Un mois après le début de la guerre contre le Hezbollah, l'armée israélienne progresse lentement dans le sud du Liban, suscitant les craintes d'une nouvelle occupation près d'un quart de siècle après son retrait.
Israël a annoncé vouloir établir une «zone de sécurité» pour mettre fin à la menace du mouvement pro-iranien contre le nord de son territoire.
Pour Beyrouth, il s'agit d'une «intention claire d'imposer une nouvelle occupation du territoire libanais», selon les termes de son ministre de la Défense, Michel Menassa.
En 1982, l'armée israélienne avait envahi le Liban, parvenant jusqu'à Beyrouth pour neutraliser les combattants palestiniens. Mais l'invasion avait donné le jour à un adversaire plus radical d'Israël, le Hezbollah.
Jusqu'où Israël pourrait-il aller cette fois?
Que se passe-t-il sur le terrain?
Quatre divisions sont actuellement déployées au Liban, selon une source au sein de l'armée israélienne.

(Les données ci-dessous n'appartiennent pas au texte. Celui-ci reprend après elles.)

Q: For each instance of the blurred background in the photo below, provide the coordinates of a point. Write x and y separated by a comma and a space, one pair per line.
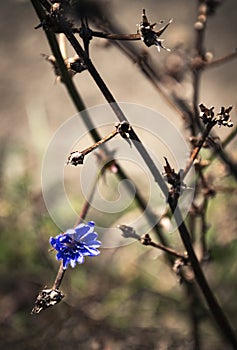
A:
128, 298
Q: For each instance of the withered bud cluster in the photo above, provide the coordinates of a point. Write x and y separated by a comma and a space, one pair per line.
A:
222, 118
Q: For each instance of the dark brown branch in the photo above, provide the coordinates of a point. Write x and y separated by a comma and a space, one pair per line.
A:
220, 60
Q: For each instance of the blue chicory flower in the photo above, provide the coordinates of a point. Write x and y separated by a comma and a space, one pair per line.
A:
76, 243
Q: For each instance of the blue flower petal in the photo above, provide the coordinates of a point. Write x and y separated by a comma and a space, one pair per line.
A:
76, 243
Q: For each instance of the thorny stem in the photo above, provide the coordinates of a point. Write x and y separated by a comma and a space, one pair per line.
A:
212, 302
220, 60
200, 33
59, 277
99, 143
67, 80
197, 149
200, 278
129, 232
146, 240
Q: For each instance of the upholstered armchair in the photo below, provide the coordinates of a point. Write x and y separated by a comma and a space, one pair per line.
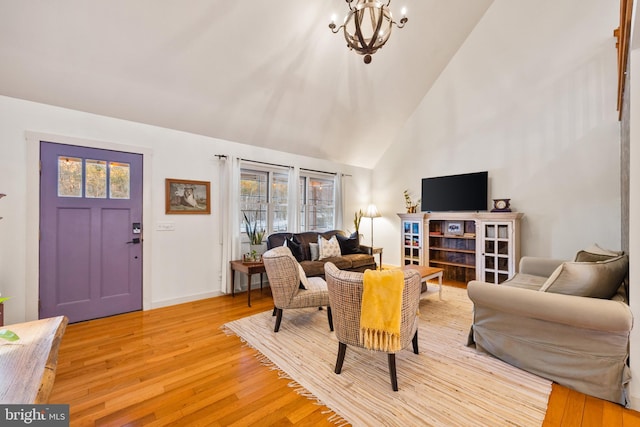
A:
290, 287
345, 296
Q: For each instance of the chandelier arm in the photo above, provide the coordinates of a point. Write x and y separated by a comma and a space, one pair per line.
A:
359, 31
377, 31
335, 29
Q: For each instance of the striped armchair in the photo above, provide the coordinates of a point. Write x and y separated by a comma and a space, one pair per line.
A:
345, 297
284, 276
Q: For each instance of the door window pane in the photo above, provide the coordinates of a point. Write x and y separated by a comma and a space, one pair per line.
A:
320, 206
119, 180
253, 199
280, 202
69, 177
96, 179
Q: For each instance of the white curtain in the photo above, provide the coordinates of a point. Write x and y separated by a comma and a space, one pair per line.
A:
339, 202
293, 213
229, 223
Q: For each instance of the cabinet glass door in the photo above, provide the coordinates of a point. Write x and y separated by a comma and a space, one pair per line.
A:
497, 252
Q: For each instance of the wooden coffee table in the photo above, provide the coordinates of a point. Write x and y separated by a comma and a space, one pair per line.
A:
427, 273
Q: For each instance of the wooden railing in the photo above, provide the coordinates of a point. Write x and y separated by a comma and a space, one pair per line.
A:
622, 34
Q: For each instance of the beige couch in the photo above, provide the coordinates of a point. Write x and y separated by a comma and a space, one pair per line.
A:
565, 321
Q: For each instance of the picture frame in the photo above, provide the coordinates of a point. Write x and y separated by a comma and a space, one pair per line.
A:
184, 196
454, 228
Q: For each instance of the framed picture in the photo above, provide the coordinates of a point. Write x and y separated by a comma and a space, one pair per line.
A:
454, 228
187, 197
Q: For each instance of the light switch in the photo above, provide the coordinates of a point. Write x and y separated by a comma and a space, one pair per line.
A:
165, 226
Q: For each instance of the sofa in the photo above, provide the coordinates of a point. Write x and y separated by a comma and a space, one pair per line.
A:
346, 254
567, 321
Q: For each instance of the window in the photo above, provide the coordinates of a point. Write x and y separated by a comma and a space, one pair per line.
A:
317, 197
93, 179
264, 199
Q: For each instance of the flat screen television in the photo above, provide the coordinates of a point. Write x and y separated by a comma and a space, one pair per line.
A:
464, 192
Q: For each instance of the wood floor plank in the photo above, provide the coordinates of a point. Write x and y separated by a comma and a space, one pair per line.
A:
176, 366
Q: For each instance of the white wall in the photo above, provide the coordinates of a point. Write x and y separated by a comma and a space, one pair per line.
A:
530, 97
633, 91
180, 265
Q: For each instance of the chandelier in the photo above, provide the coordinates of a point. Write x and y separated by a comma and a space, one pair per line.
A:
367, 26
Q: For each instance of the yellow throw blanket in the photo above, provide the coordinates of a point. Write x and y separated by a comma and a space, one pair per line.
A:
380, 314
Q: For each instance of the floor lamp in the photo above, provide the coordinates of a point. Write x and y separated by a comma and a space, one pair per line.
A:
372, 212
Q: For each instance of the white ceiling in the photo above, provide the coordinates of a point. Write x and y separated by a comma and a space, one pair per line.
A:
267, 74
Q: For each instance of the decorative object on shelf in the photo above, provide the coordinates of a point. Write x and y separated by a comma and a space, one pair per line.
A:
356, 221
409, 204
367, 26
254, 234
501, 205
187, 197
6, 334
372, 212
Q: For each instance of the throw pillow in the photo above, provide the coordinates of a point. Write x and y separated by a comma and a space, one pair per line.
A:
349, 245
295, 247
315, 251
328, 248
600, 279
596, 253
304, 282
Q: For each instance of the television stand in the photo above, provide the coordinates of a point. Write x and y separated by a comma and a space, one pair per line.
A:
466, 245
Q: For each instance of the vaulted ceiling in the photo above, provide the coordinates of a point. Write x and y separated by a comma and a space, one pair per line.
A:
267, 74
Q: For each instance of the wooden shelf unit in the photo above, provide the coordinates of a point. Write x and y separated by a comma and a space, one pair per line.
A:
467, 245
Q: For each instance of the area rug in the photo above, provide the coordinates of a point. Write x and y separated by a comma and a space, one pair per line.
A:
447, 384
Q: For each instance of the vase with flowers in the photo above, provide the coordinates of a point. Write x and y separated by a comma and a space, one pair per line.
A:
409, 204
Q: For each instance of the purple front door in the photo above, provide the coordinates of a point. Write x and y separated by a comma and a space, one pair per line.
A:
90, 232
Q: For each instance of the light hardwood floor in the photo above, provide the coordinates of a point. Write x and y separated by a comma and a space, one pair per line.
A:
176, 366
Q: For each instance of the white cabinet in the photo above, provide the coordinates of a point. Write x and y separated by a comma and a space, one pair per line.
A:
497, 258
412, 239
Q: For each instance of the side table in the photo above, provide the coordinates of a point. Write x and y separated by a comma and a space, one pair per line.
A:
427, 273
249, 268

«Les Israéliens avancent sur un axe à la fois» et détruisent systématiquement les villages frontaliers, affirme à l'AFP une source militaire occidentale basée dans le sud du pays, ajoutant qu'ils ont notamment envahi la ville stratégique de Khiam.

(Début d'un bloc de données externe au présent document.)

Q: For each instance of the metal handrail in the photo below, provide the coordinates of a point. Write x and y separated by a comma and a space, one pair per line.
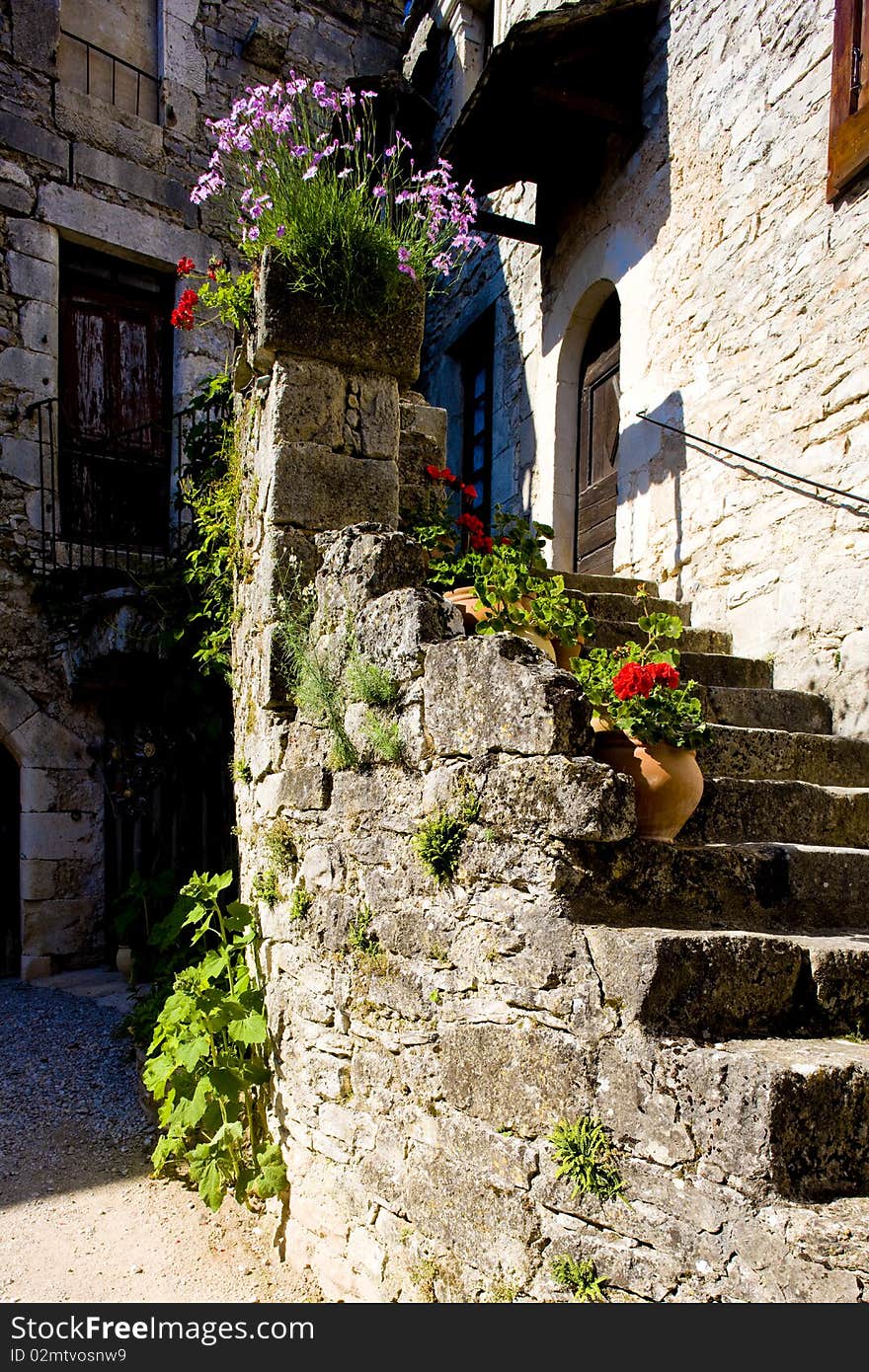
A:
71, 544
116, 62
758, 461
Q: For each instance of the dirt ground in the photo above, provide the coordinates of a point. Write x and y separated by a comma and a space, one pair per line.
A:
81, 1219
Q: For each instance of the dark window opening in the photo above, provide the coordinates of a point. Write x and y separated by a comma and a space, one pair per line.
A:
848, 110
598, 442
116, 401
10, 848
477, 361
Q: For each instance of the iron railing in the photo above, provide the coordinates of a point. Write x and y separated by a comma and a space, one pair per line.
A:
151, 83
117, 502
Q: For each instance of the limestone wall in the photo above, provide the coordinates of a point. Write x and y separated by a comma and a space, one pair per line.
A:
83, 168
741, 292
430, 1031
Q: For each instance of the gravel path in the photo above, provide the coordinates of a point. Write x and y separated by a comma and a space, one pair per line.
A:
80, 1216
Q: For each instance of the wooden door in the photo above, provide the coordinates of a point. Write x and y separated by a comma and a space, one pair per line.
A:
115, 401
597, 461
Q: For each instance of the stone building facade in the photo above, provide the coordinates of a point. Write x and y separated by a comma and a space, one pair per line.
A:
103, 134
696, 191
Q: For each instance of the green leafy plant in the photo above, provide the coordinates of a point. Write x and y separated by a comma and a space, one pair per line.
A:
369, 683
267, 886
636, 688
384, 738
585, 1157
301, 901
207, 1063
581, 1277
439, 838
303, 173
280, 845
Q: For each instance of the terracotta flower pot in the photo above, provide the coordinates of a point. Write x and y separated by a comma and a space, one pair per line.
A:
668, 781
474, 614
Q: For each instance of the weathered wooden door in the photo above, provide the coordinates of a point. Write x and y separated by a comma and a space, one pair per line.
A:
597, 446
115, 401
10, 847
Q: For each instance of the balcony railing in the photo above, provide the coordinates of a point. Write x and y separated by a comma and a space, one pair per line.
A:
112, 78
117, 502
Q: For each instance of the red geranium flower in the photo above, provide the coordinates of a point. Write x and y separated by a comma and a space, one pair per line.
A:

Le Hezbollah, qui revendique des attaques répétées contre les soldats israéliens, n'empêche pas leur avancée «mais cherche des victoires symboliques comme la destruction de chars Merkava», explique la même source, s'exprimant sous couvert d'anonymat.
David Wood, expert de l'International Crisis Group, estime qu'«à mesure qu'Israël progresse davantage au Liban, il s'engage dans un type de combats qui pourrait en réalité mieux convenir au Hezbollah, notamment une guérilla basée sur des attaques éclair».

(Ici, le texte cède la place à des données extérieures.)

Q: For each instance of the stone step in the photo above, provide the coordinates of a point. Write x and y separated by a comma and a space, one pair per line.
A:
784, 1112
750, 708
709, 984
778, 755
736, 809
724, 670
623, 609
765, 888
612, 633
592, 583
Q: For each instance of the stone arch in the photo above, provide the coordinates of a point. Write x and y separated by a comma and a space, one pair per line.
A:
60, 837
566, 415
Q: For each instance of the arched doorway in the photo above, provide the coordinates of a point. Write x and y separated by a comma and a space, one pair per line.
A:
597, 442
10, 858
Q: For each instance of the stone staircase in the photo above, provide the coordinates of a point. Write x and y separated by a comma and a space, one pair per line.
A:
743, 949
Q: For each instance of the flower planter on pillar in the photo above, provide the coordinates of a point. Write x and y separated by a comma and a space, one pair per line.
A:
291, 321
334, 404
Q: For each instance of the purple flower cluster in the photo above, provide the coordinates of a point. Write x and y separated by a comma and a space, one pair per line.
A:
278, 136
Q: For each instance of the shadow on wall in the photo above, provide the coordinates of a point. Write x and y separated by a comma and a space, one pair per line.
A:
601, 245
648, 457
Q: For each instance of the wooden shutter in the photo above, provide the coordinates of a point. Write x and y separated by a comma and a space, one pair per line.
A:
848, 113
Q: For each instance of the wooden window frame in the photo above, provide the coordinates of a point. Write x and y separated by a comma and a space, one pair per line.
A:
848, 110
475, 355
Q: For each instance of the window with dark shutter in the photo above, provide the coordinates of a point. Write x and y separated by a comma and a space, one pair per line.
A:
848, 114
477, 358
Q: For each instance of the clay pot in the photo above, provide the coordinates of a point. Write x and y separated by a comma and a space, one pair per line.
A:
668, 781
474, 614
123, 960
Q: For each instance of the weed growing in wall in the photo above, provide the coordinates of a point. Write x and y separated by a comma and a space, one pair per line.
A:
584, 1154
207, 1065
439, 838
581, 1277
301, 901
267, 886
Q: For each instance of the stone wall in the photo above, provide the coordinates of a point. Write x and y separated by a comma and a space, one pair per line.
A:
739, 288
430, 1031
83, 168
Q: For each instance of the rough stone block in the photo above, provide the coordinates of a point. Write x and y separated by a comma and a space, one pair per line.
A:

L'armée libanaise a de son côté annoncé que ses troupes «se repositionnaient et se redéployaient» dans plusieurs localités du sud où progressent les troupes israéliennes, de crainte d'être encerclée ou visée.
Elles sont montées jusqu'à 10 km au nord de la frontière en certains endroits, précise une source militaire libanaise.
Les Casques bleus de l'ONU, dont trois soldats indonésiens ont été tués depuis dimanche, sont impuissants à arrêter les combats.
Que veut Israël?
Le ministre de la Défense, Israël Katz, avait dit la semaine dernière que son pays contrôlerait le sud du Liban jusqu'au fleuve Litani, à 30 km au nord de la frontière.
Il a aussi prévenu que des centaines de milliers d'habitants de cette région ne retourneraient pas chez eux tant que la sécurité du nord d'Israël ne serait pas garantie.
Ces propos inquiètent le chef des opérations humanitaires de l'ONU, Tom Fletcher, qui craint la possible création d'un nouveau «territoire occupé» au Liban.
L'armée israélienne a émis des ordres d'expulsion sans précédent pour de vastes zones du sud, forçant les habitants de cette région considérée comme un bastion du Hezbollah à fuir.
Le mouvement a « recruté des gens originaires des villages du sud » ces dernières décennies, donnant au groupe une légitimité locale dont Israël craint qu'il ne tire partie en cas de retour des habitants, explique à l'AFP l'analyste militaire et général à la retraite de l'armée libanaise, Khalil Helou.
Pour Eyal Zisser, spécialiste du Liban à l'université de Tel-Aviv, il ne faut cependant pas prendre les propos de M. Katz pour argent comptant.
«Il est bon pour faire des déclarations, mais il faut toujours vérifier si elles sont en accord» avec celles du Premier ministre israélien, analyse-t-il.
Benjamin Netanyahou, qui a donné l'ordre aux troupes d'«élargir» la «zone tampon» dans le sud du Liban, n'a pas mentionné de manière explicite une occupation à long terme du sud et le déplacement massif prolongé de ses habitants.
Est-ce viable?
Israël a dans le passé tenté de créer une zone tampon dans le sud du Liban et occupé une partie du sud pour la première fois en 1978, avant d'envahir le pays en 1982.
Il a progressivement battu en retraite tout en continuant d'occuper une zone allant jusqu'à 20 km au nord de la frontière jusqu'en 2000, d'où il s'est retiré sous les coups de boutoir du Hezbollah.
Lors de sa dernière guerre contre le groupe et même après le cessez-le-feu de novembre 2024, les troupes israéliennes ont détruit une majeure partie des villages frontaliers et ont rasé de larges zones agricoles.
Une nouvelle occupation pourrait créer «de nouvelles menaces pour la sécurité» d'Israël, avertit David Wood.
«Si Israël nie le droit au retour des habitants sur leurs terres ancestrales, alors des groupes de résistance armée émergeront et continueront à mener ce combat», conclut-il.